Environmental Psychology students were surveyed at the beginning and at the conclusion of the course for their knowledge and attitudes regarding environmental awareness, interdisciplinary thinking, and community-based, undergraduate research experiences. Survey results showed that students gained more experience in arguing critiquing different perspectives and better understood how different disciplines can come together to work on a problem. Students better understood the environmental problems that face our nation and gained more experience in working with the community. Students better understood the research method/process.
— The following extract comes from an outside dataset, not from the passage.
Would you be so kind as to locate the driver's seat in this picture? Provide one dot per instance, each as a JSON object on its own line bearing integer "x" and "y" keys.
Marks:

Finally, students felt the (course) experience was better than expected, preferred learning through a research experience, and that working with other students and community members moderately enhanced the course experience. In summary, students were moderately likely to choose to have another research experience as an undergraduate, and we felt this is very promising. However, we were concerned with ceiling effects on this survey, as many students were highly rated on many of these measures already, prior to the course experience.

Qualitative Results:

To further probe why students evaluated the course experience the way they did, student focus group interviews were also conducted. Focus group interviews have been shown by others to provide in-depth qualitative information about selected topics (Gubrium & Holstein, 1997) (Krueger, 1994) (Merton, Fiske, & Kendall, 1990) (Stewart & Shamdasani, 1990) (Vaughn, Schumm, & Sinagub, 1996). At the conclusion of the course, a moderator (the Director of our Center for Teaching and Learning, Dr. Lisa Ratmansky) conducted two, small focus group interviews (during the subsequent academic semester) which consisted of five students in one group and three students in the other group. Both interviews lasted approximately one hour. One of our survey results referred to the fact that our class evaluation results strongly suggested that students gained a better understanding of how different disciplines come together to work on a problem.